The study, published this month in the journal Proceedings of the National Academy of Sciences, found that the invasion of kudzu might increase ozone pollution by so much that it overcomes the anticipated benefits of federal air quality legislation.I grew up in Kudzu-covered North Carolina. When I was very young, I thought it was pretty, but I didn't have to get very much older to realize that any plant that grew so fast that it made daily, visible progress, was more problematic than your average marigold.
Alec Guinness as Colonel Nicholson in the movie The Bridge On the River Kwai rallies British and American prisoners of war to build a beautifully functional bridge for the Japanese. For Col. Nicholson, bridge building seems to be about duty and honor. It's only when he waits for the first Japanese troop train to cross his creation that Colonial Nicholson faces the reality that it's really been about building a bridge for the enemy.

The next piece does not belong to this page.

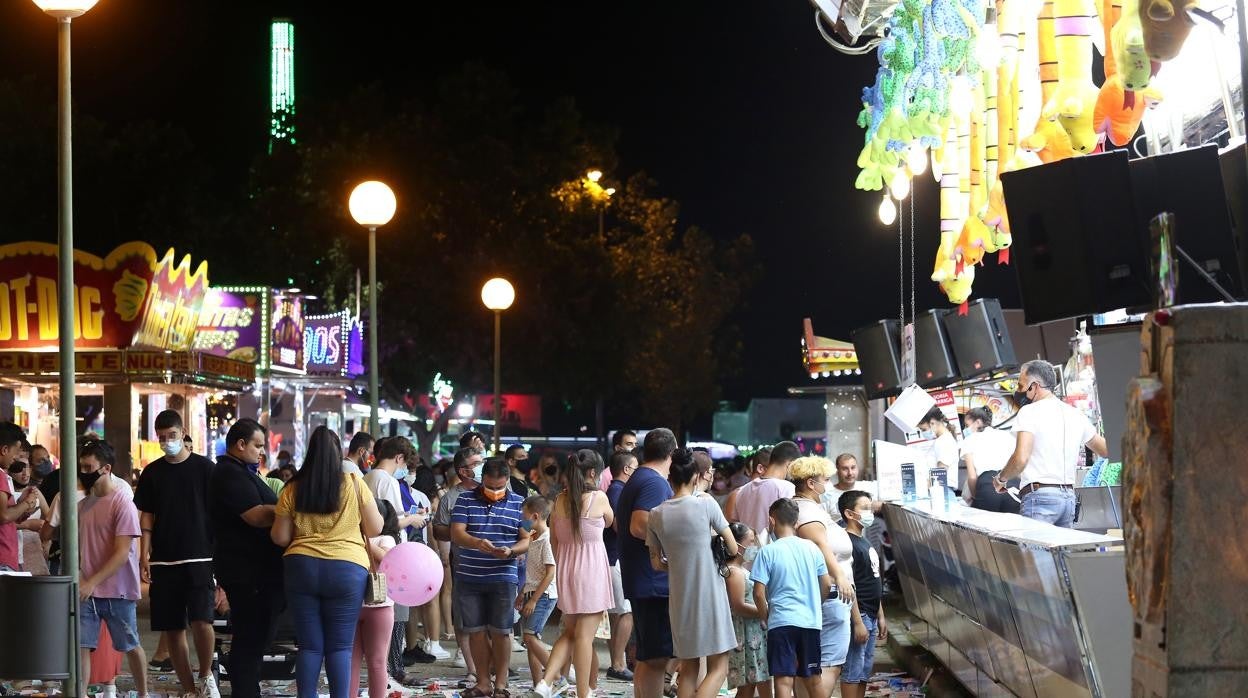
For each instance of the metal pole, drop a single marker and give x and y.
(498, 380)
(65, 311)
(373, 397)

At that moment, the colonel stares at his beautiful creation and asks, "What have I done?"
I've often wondered if anyone who worked at the Soil Conservation Service--the government agency that encouraged southern farmers to plant kudzu to deal with erosion--ever had a similar moment.
I also wonder whether BP President Lamar McKay, whose company's faulty, exploded, offshore oil well continues its seemingly unstoppable, record-setting pollution of sea and land, ever stops his PR speak long enough to ask himself that same question.